Brandied cherries are an easy way to preserve the sweet and tangy taste of summer cherries and they allow you to enjoy the flavor later in the year. The cherries are quite versatile. Use them in cocktails, on top of a parfait, or serve them with ice cream. The flavored brandy can be sipped on its own or use it to make an amazing Manhattan cocktail.

These cherries can be hot water-processed so you can store them in the cupboard, or simply popped into the fridge and allowed to mellow there. If you want to can them, put a canning kettle on to boil before you start pitting the cherries.


  • 1 1/2 pounds cherries
  • 3/4 cup sugar
  • 3/4 cup water
  • 2 tablespoons lemon juice
  • 4 cardamom pods
  • 2 whole cloves
  • 2 whole allspice
  • 1 cinnamon stick
  • 1 cup brandy
  • 1-quart jar with lid

Steps to Make It

  1. Gather the ingredients.

  2. Pit the cherries. Set the pitted cherries aside.

  3. In a medium saucepan over medium heat, bring the sugar and water to a boil. Reduce the heat to maintain a steady simmer and add the lemon juice, cardamom pods, whole cloves, whole allspice, and cinnamon stick. Gently simmer until the mixture is slightly reduced and thickened (and your kitchen smells amazing!), about 10 minutes.

  4. Turn off the heat. Stir the brandy into the spiced sugar syrup. Add the pitted cherries and their juices.

  5. Use a slotted spoon to transfer the cherries to a 1-quart jar (if you have a jar or canning funnel, this is a great time to use it).
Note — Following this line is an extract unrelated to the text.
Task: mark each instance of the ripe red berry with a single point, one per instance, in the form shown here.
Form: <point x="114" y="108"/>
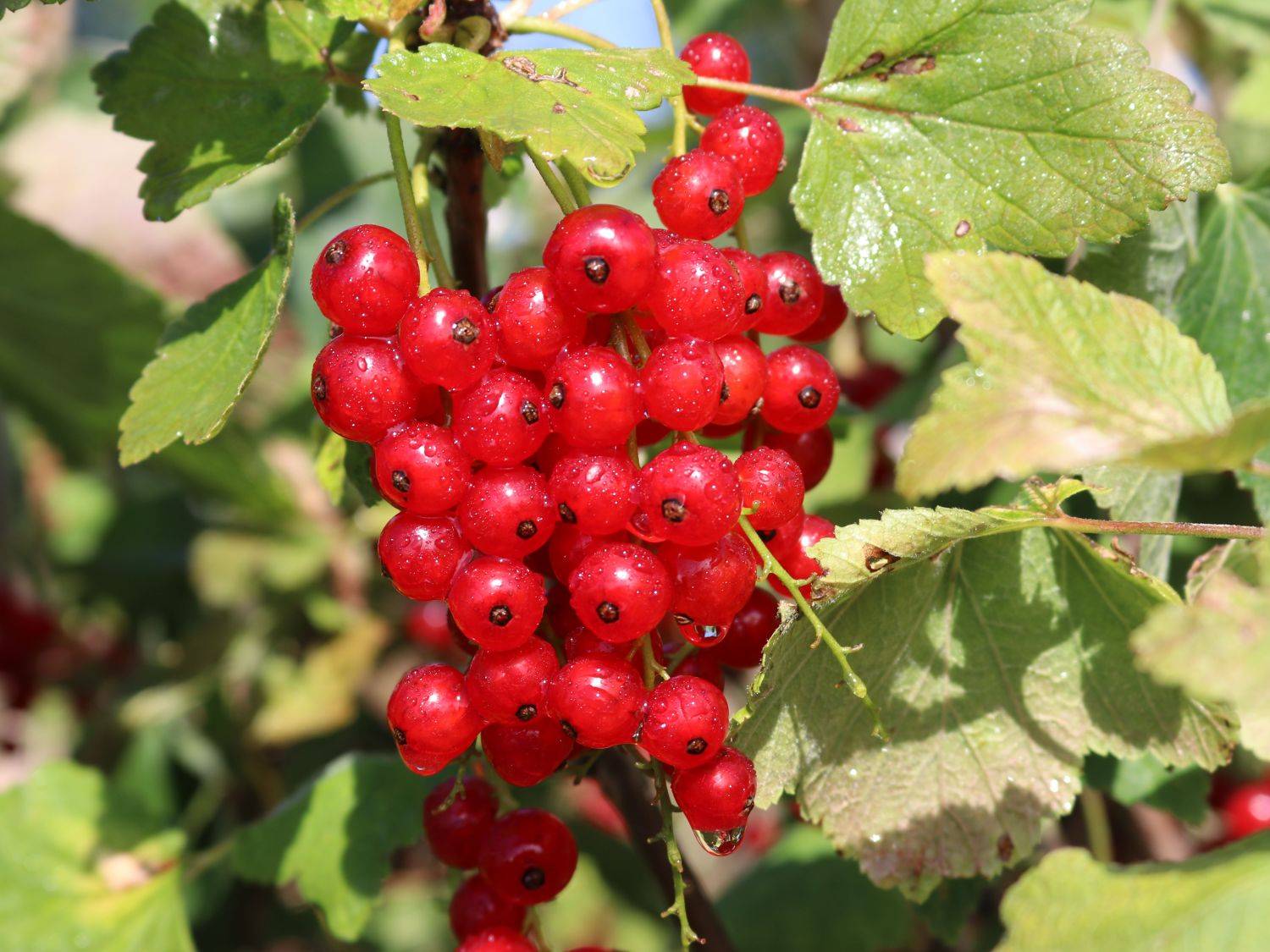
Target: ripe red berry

Pour enough of the liquid over the cherries to cover them completely while still leaving about 1/2 inch of space between the top of the liquid and the top of the jar. Twist on the lid.

  6. You can take the easy route and simply put the jar in the fridge, letting it hang out in the back for at least 6 weeks. This will allow the cherries and spiced brandy have some time to really meld the flavors together. Or, process in boiling water for 10 minutes, let cool and store in a cool, dark place (such as a cupboard) for at least 6 weeks before using.


  • When pitting cherries, you'll want to wear an apron or an old shirt since they'll likely be some splashed cherry juice. If you have a cherry pitter, great, use it. If you don't have one, there's no need to panic or rush out a buy one. A quick search in your house will yield a solution. A thin skewer, orange stick (as for manicures), unbent paper clip, or similar item works simply and easily to pop the pit out of cherries. Whatever you use to pit them, do so over a bowl to catch any juices. You can just add the pitted cherries to the juices as you go.
  • Once opened, keep the jar chilled in the refrigerator.